Mais Harriet qui gagne sa vie en tirant les cartes pour prédire l’avenir n’est plus à une affabulation près.
Et ce coup du sort pourrait enfin tout résoudre sauf si le hasard en décide autrement…
Les pies sont de retour. Ah, ce que je les ai détestées, la première fois que je suis arrivée à la maison, ça me fait bizarre d’y repenser. Je me rappelle, je remontais l’allée dans le taxi, en venant de la gare, quand je les ai vues alignées comme ça le long du mur du jardin, en train de lisser leurs plumes.

Harriet ou Hal, notre héroïne, est prise à la gorge. Elle vivote avec ses maigres revenus qu’elle gagne en tant que cartomancienne. Alors que les créanciers la menace pour récupérer leur dû, une lettre d’un notaire lui apprend que sa grand-mère vient de décéder et qu’elle doit se rendre sur place pour l’enterrement et la lecture du testament. Or, visiblement le notaire se trompe. Sa mère se nommait bien Westaway mais ne portait pas le bon prénom. Et pour elle, ses grands-parents sont décédés depuis longtemps. En se renseignant sur cette famille, elle se rend compte que cet héritage pourrait la sauver au moins pendant un temps et éponger ses dettes. Mal à l’aise, elle décide d’y aller et de peut-être profiter de ce malentendu.
Elle avait découvert que les vérités les plus importantes résidaient souvent dans ce que les gens ne disaient pas et appris à détecter les secrets qu’ils cachaient au vu et au su de tous ; dans leur attitude, leurs vêtements, et les expressions qui passaient fugacement sur leurs visages quand ils pensaient que tout le monde avait le dos tourné.
Une fois sur place, elle découvre un lieu sinistre, des oncles et cousins à la fois envahissants et prévenants et surtout elle découvre une famille en crise, peu attristée par la perte d’une grand-mère qui semblait tyrannique. L’héritage va se révéler plus important que prévu et Hal se retrouvera coincer par ce mensonge qui semblait anodin et qui prend une ampleur dont elle ne sait pas trop se dépêtrer. Surtout que même si l’ambiance est froide dans cette grande demeure, ses oncles sont (pour la plupart) plutôt attentionnés avec elle. Pour elle qui est seule depuis la mort de sa mère et qui n’a jamais vraiment eu de familles, cet accueil est plutôt agréable.
J’ai vraiment aimé le personnage de Hal qui vu qu’elle imagine mettre la main sur un héritage qui ne lui est pas destiné pourrait être une femme cupide, manipulatrice et peu agréable est en réalité tout le contraire. On la sent timide, fragile.

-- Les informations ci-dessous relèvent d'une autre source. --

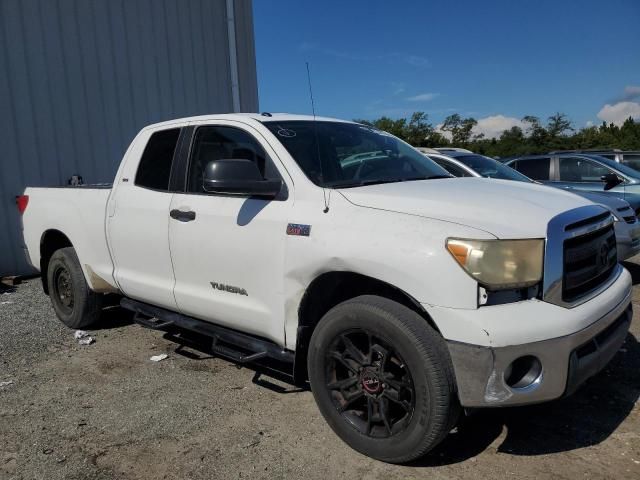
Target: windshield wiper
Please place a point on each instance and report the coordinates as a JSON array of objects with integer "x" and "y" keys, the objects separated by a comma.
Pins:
[{"x": 386, "y": 180}]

Elle culpabilise assez vite par rapport à son projet initial. Et elle va chercher à comprendre cette famille, et elle va découvrir que même si elle n’est pas la bonne petite-fille, son histoire est quand même liée à cette famille. Un conflit a eu lieu entre certains membres de celle-ci et ce testament est loin d’être innocent. Alors elle va essayer de comprendre qui était sa mère, ce qu’est devenu la sœur de ses oncles, pourquoi elle a disparu sans donner d’explications, sans jamais leur redonner des nouvelles. Et si elle était encore vivante ?
La demeure des Westaway est imposante, lugubre, froide, mal isolée et elle m’a semblé digne d’un bon récit d’horreur. Surtout avec la présence sinistre de la vieille gouvernante qui surgit en silence, qui semble tout savoir, et qui fait régner l’ordre à la baguette! Très sympathique cette dame !!

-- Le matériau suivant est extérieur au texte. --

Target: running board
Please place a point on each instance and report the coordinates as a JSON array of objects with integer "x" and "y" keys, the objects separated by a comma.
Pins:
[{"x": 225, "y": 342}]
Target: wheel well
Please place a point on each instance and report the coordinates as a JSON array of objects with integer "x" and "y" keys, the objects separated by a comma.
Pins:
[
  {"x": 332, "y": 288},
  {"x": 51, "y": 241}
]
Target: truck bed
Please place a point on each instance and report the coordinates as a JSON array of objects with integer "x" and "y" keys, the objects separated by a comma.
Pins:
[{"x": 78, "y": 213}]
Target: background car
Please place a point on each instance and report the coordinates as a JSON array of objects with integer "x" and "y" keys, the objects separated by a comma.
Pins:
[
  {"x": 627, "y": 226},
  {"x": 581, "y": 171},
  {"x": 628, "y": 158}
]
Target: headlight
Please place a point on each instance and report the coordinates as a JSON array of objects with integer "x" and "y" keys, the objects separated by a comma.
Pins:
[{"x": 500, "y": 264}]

Ruth Ware a soigné son décore et son ambiance avec beaucoup de soin. Un huis-clos familial tendu à cause du lieu qui déteint sur les humeurs de chacun qui préférerait être partout ailleurs que là. Le lecteur se retrouve lui aussi piégé dans ce lieu, ressent le malaise ambiant, mais, tout comme Hal, a envie de savoir ce qu’il a pu se passer dans cette famille. Au fur et à mesure des conversations et des passages de journaux intimes qu’on découvre entre quelques chapitres, des pistes prennent forme. On imagine, on devine. Ou du moins une vérité est en train de se dessiner mais l’autrice saura néanmoins nous surprendre jusqu’au bout.
La Mort de Mrs Westaway a été pour moi une lecture bien prenante. J’ai adoré l’ambiance. Les personnages apportent tous quelque chose à l’intrigue et nourrissent les relations humaines de cette histoire. Qu’ils soient avenants, taciturnes, râleurs ou attachants, je crois que j’ai aimé toute cette galerie de personnages qui prennent vie avec les mots de l’autrice.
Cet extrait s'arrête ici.